After spending some time in the interior, I took a few hundred more steps up some dark and dingy staircases to the viewing deck at the top. This is no ordinary viewing deck. A stunning 360-degree view of the city left me breathless. I only had an hour until I had to be at the Uffizi, but I spent about 59 minutes—essentially leaving myself one minute to get to the Uffizi—so I could enjoy as much time as possible up there.

I went to the Uffizi gallery back in 2012 on a family trip to Italy, and I absolutely loved it. For years it was my favorite museum. Now, it moved down a few rankings on my list, but it still is one of the best in the world. With dozens upon dozens of rooms of captivating art, marble statues of all the Roman emperors, and world-class exhibitions, the Uffizi gallery is not to be missed.

While there is bizarre and degrading art everywhere at the Ufizzi, the one below struck me for some reason. Besides its degradation of little people back in the old days, there's something quite comical about it all.

After spending a few hours at the Uffizi gallery, I decided I would see Ponte Vecchio—the famous bridge that is filled with jewelry and touristy souvenir shops. Despite my lack of interest in the shops, seeing the old medieval bridge from the west, east, and above from the Uffizi, I wanted to see it up close. It's definitely worth seeing and the views looking west are incredible. Just don't buy anything or you'll be wasting quite a bit of money.

Besides enjoying some time people watching, I Ponte Vecchio for what it was literally intended—the get from one side to the other. There didn't appear to be much going on on the south side of the Arno river, but I couldn't have been more wrong. Not only are there several beautiful churches—the Chiesa di San Frediano in Cestello, Chiesa di Santa Maria del Carmine, and Basilica di Santo Spirito—there is also La Specola, the 18th-century natural history museum full of anatomical specimens, fossils, bones, and a lovely botanical garden. Also nearby is the Pitti Palace (Palazzo Pitti) and Forte di Belvedere, two places I wish I had time to see.

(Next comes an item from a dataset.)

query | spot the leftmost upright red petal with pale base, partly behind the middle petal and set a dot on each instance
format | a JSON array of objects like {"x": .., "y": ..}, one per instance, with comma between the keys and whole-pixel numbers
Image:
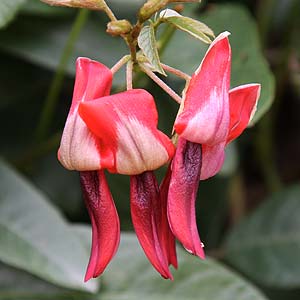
[{"x": 79, "y": 149}]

Now my original purpose for heading south was to see Piazzale Michelangelo—the piazza with the viewing deck which offered a panoramic view of Florence. The view nearly knocked me on my ass it was so impressive. And since I love to get a view of any city, I was in heaven.

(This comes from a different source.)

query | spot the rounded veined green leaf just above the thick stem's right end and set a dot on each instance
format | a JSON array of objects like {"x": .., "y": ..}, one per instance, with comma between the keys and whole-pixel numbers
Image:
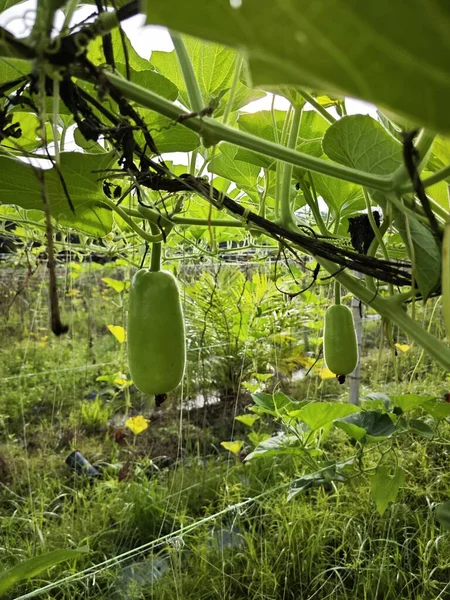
[{"x": 360, "y": 142}]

Just a little further up the hill lies the Abbazie di San Miniato al Monte, the church with the Romanesque facade built exactly a millennia ago. I didn't have time to go inside but from what I found on Google and TripAdvisor, the medieval interiors are remarkable. At the front of the church you can see a view of Florence similar to the one at Piazzale Michelangelo, but at a slightly higher elevation.

Before moving onto San Marino, I had to get my museum fix one last time. In my previous trip to Florence I didn't get the chance to see Michelangelo's statue of "David" at the Academy of Florence Art Gallery (Galleria dell'Accademia di Firenze). The museum is full of tantalizing art, sculptures, and exhibits. Its most famous attraction is the aforementioned statue of "David". At 17 feet tall and over 12,000 pounds, the world-renowned statue was sculpted from a single block of white marble. A couple interesting things to note were the fact that in 1857, Queen Victoria was so repulsed by the nudity, she ordered a plaster fig leaf to cover up the replica at the Victoria and Albert Museum in London. Also, David's right hand is much bigger, which is thought to be a reference to the nickname of the biblical "David", meaning "strong of hand". One final fact was the need for forty men and four days to move the statue from Michelangelo's studio to the gallery.

Quick Tips:

  • If you want to see the Uffizi Gallery and/or go to the top of the Duomo, I highly recommend making a reservation online. If you don't, the lines will be excruciatingly long, regardless of what time of year it is. If times are filling up online, try the earliest time in the morning, there will usually be something available.
  • Lately, the military has had several armed army officers patrolling and guarding major landmarks—do NOT take pictures of them or they will be very unhappy with you.
  • Find restaurants off the beaten path—the ones locals go to. There you'll find something besides just pasta with red sauce.